As for using it as a cop out, perhaps, but many people actually can not accomplish what seems like they should be able to do. Yes they may be able to do it once, but if it’s a repeated thing, like being ontime, if one can’t then they have to seek out the root cause, struggling against it will hurt them in other ways because the root is not dealt with.

It’s an explanation, not an excuse.

I don’t know that being hard on yourself ever does any good. You can give the matter serious thought and resolve to change this part of your ways or revise what you do in some way. Forgive yourself as you would anyone else and just do better.

A word about poor judgment: A person’s brain chemistry affects their judgment. People with clinical depression may have their judgment and perceptions clouded by what is going on in their brains. That is not a character flaw. Neither is ignorance unless it is willful.

I wish it were that simple.
If my quirk is overstressing about minor problems, then I am mostly hurting myself, but I am not exactly pleasant for my co-workers either.

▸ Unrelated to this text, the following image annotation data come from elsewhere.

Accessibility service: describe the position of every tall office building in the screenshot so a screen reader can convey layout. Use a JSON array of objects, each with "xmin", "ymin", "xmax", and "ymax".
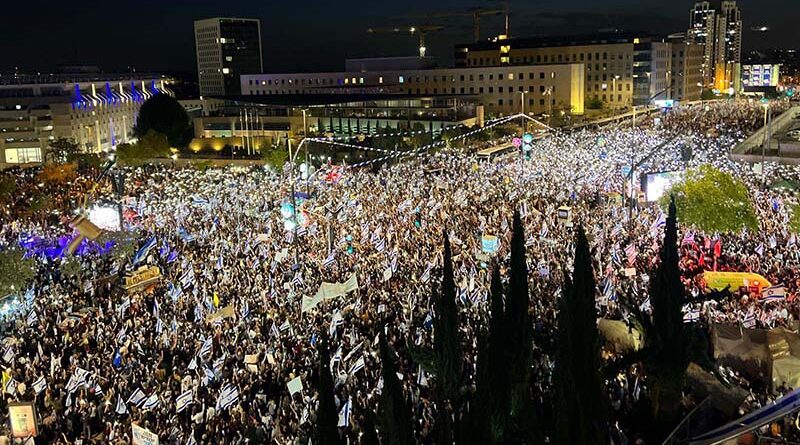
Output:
[
  {"xmin": 687, "ymin": 0, "xmax": 742, "ymax": 90},
  {"xmin": 194, "ymin": 17, "xmax": 264, "ymax": 96}
]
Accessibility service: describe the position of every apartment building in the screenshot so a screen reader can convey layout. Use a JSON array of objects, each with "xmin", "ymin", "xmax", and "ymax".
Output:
[
  {"xmin": 454, "ymin": 33, "xmax": 671, "ymax": 108},
  {"xmin": 241, "ymin": 62, "xmax": 585, "ymax": 117},
  {"xmin": 0, "ymin": 74, "xmax": 171, "ymax": 164}
]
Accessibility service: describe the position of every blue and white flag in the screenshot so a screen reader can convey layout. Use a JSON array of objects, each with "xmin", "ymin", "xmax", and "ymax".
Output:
[
  {"xmin": 142, "ymin": 392, "xmax": 161, "ymax": 409},
  {"xmin": 419, "ymin": 263, "xmax": 433, "ymax": 283},
  {"xmin": 337, "ymin": 399, "xmax": 352, "ymax": 427},
  {"xmin": 126, "ymin": 388, "xmax": 147, "ymax": 406},
  {"xmin": 742, "ymin": 309, "xmax": 756, "ymax": 328},
  {"xmin": 131, "ymin": 236, "xmax": 156, "ymax": 266},
  {"xmin": 650, "ymin": 212, "xmax": 667, "ymax": 232},
  {"xmin": 114, "ymin": 395, "xmax": 128, "ymax": 415},
  {"xmin": 178, "ymin": 227, "xmax": 197, "ymax": 243},
  {"xmin": 180, "ymin": 265, "xmax": 194, "ymax": 288},
  {"xmin": 197, "ymin": 337, "xmax": 214, "ymax": 358},
  {"xmin": 28, "ymin": 310, "xmax": 39, "ymax": 326},
  {"xmin": 192, "ymin": 195, "xmax": 211, "ymax": 206},
  {"xmin": 217, "ymin": 382, "xmax": 239, "ymax": 410},
  {"xmin": 761, "ymin": 284, "xmax": 786, "ymax": 302},
  {"xmin": 348, "ymin": 356, "xmax": 364, "ymax": 375},
  {"xmin": 33, "ymin": 376, "xmax": 47, "ymax": 395},
  {"xmin": 175, "ymin": 389, "xmax": 194, "ymax": 413}
]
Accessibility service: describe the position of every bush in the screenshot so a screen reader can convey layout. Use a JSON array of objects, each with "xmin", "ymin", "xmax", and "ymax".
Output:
[
  {"xmin": 660, "ymin": 164, "xmax": 758, "ymax": 232},
  {"xmin": 134, "ymin": 94, "xmax": 192, "ymax": 148},
  {"xmin": 38, "ymin": 164, "xmax": 78, "ymax": 185},
  {"xmin": 0, "ymin": 249, "xmax": 36, "ymax": 297}
]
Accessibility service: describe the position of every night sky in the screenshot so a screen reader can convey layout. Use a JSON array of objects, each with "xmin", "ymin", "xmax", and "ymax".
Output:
[{"xmin": 0, "ymin": 0, "xmax": 800, "ymax": 72}]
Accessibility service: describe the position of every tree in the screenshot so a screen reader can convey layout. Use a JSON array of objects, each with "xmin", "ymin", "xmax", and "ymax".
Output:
[
  {"xmin": 0, "ymin": 249, "xmax": 36, "ymax": 296},
  {"xmin": 700, "ymin": 89, "xmax": 717, "ymax": 100},
  {"xmin": 317, "ymin": 340, "xmax": 341, "ymax": 445},
  {"xmin": 0, "ymin": 176, "xmax": 17, "ymax": 205},
  {"xmin": 433, "ymin": 231, "xmax": 463, "ymax": 403},
  {"xmin": 644, "ymin": 197, "xmax": 690, "ymax": 425},
  {"xmin": 433, "ymin": 230, "xmax": 464, "ymax": 443},
  {"xmin": 553, "ymin": 227, "xmax": 607, "ymax": 444},
  {"xmin": 661, "ymin": 164, "xmax": 758, "ymax": 232},
  {"xmin": 584, "ymin": 96, "xmax": 603, "ymax": 110},
  {"xmin": 134, "ymin": 94, "xmax": 192, "ymax": 148},
  {"xmin": 117, "ymin": 130, "xmax": 172, "ymax": 165},
  {"xmin": 37, "ymin": 164, "xmax": 78, "ymax": 185},
  {"xmin": 469, "ymin": 264, "xmax": 511, "ymax": 444},
  {"xmin": 378, "ymin": 328, "xmax": 414, "ymax": 445},
  {"xmin": 792, "ymin": 204, "xmax": 800, "ymax": 233},
  {"xmin": 261, "ymin": 147, "xmax": 289, "ymax": 170},
  {"xmin": 44, "ymin": 138, "xmax": 80, "ymax": 163},
  {"xmin": 505, "ymin": 211, "xmax": 533, "ymax": 417}
]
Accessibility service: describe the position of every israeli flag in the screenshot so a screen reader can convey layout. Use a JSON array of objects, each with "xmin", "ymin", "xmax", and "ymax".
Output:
[
  {"xmin": 131, "ymin": 236, "xmax": 156, "ymax": 266},
  {"xmin": 126, "ymin": 388, "xmax": 147, "ymax": 406},
  {"xmin": 28, "ymin": 310, "xmax": 39, "ymax": 326},
  {"xmin": 175, "ymin": 389, "xmax": 194, "ymax": 413},
  {"xmin": 217, "ymin": 383, "xmax": 239, "ymax": 410},
  {"xmin": 192, "ymin": 195, "xmax": 211, "ymax": 206},
  {"xmin": 33, "ymin": 376, "xmax": 47, "ymax": 395},
  {"xmin": 419, "ymin": 263, "xmax": 433, "ymax": 283},
  {"xmin": 142, "ymin": 392, "xmax": 161, "ymax": 409},
  {"xmin": 197, "ymin": 338, "xmax": 214, "ymax": 357},
  {"xmin": 348, "ymin": 356, "xmax": 364, "ymax": 375},
  {"xmin": 337, "ymin": 399, "xmax": 352, "ymax": 427},
  {"xmin": 114, "ymin": 395, "xmax": 128, "ymax": 415},
  {"xmin": 240, "ymin": 300, "xmax": 250, "ymax": 318}
]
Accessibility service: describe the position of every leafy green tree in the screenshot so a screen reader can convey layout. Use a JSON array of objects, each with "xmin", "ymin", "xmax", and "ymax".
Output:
[
  {"xmin": 661, "ymin": 164, "xmax": 758, "ymax": 232},
  {"xmin": 584, "ymin": 96, "xmax": 603, "ymax": 110},
  {"xmin": 261, "ymin": 148, "xmax": 289, "ymax": 170},
  {"xmin": 44, "ymin": 138, "xmax": 80, "ymax": 163},
  {"xmin": 378, "ymin": 327, "xmax": 414, "ymax": 445},
  {"xmin": 0, "ymin": 249, "xmax": 36, "ymax": 297},
  {"xmin": 700, "ymin": 89, "xmax": 717, "ymax": 100},
  {"xmin": 553, "ymin": 227, "xmax": 607, "ymax": 445},
  {"xmin": 0, "ymin": 176, "xmax": 17, "ymax": 205},
  {"xmin": 117, "ymin": 130, "xmax": 172, "ymax": 165},
  {"xmin": 134, "ymin": 94, "xmax": 192, "ymax": 148},
  {"xmin": 317, "ymin": 340, "xmax": 341, "ymax": 445}
]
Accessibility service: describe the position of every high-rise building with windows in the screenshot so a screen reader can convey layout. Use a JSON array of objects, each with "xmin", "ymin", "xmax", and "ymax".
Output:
[
  {"xmin": 687, "ymin": 0, "xmax": 742, "ymax": 90},
  {"xmin": 194, "ymin": 17, "xmax": 264, "ymax": 96}
]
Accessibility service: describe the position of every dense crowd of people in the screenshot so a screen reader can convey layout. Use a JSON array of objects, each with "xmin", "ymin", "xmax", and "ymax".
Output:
[{"xmin": 0, "ymin": 102, "xmax": 800, "ymax": 444}]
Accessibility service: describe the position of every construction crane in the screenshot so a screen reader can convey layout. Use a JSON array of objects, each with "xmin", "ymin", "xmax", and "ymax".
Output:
[
  {"xmin": 367, "ymin": 25, "xmax": 444, "ymax": 57},
  {"xmin": 413, "ymin": 8, "xmax": 506, "ymax": 42}
]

And if there’s an over 50 % chanche that, when I’m PMS-sing, I will not be able to keep from snapping at coworkers or a spouse, then how far does my obligation go to prevent this from ever happening? using up sick days and staying home? Therapy helps somewhat, but not enough.

I completely agree with you. Applied to my OP, and reading all these responses, self-acceptance should not be acceptance of imperfection as a state - then it is a cop-out; it should be self-acceptance during the process of trying to better oneself.
In other words, an atheistic version of what **kanicbird **said, only I turn to psychology and therapists instead of God and my priest. And I agree with Zoe that biochemistry is an awful force for us humans to be up against. In which fight knowledge is our best weapon. Knowledge brougth us Prozac, and books like the one I’m currently reading about how our food affects our brain chemistry, Potatoes not Prozac.

I dunno. I seem to hear “I made some bad choices” far more often than “I’m only human” lately. Is making bad choices just a more modern version?

I agree that it isn’t that simple; a husband shouldn’t divorce a wife just because she snapped at him once when she was PMSing, but a wife doesn’t get a free pass to be a bitch every month because of PMS, either. Maybe the answer is in the effort - trying not to hurt other people with your human weaknesses and failings, and other human beings seeing that you’re honestly trying, that you fail once in awhile, and forgiving you anyway.

Well I’ve never heard the exchange “Why did you do Bad Thing X?” followed by “Because I’m human.” That’d be a pretty crappy exchange. The human bit is usually followed by endless badgering about something that is bad, but doesn’t make you Hitler. There are, of course, some habitual screw ups who attempt to shrug off their poor behavior with the human excuse, but for the most part, I’ve seen it as the exasperated throwing up of arms, “All right, will you let it go already, you relentless harpie? I’ve erred. I’m human!”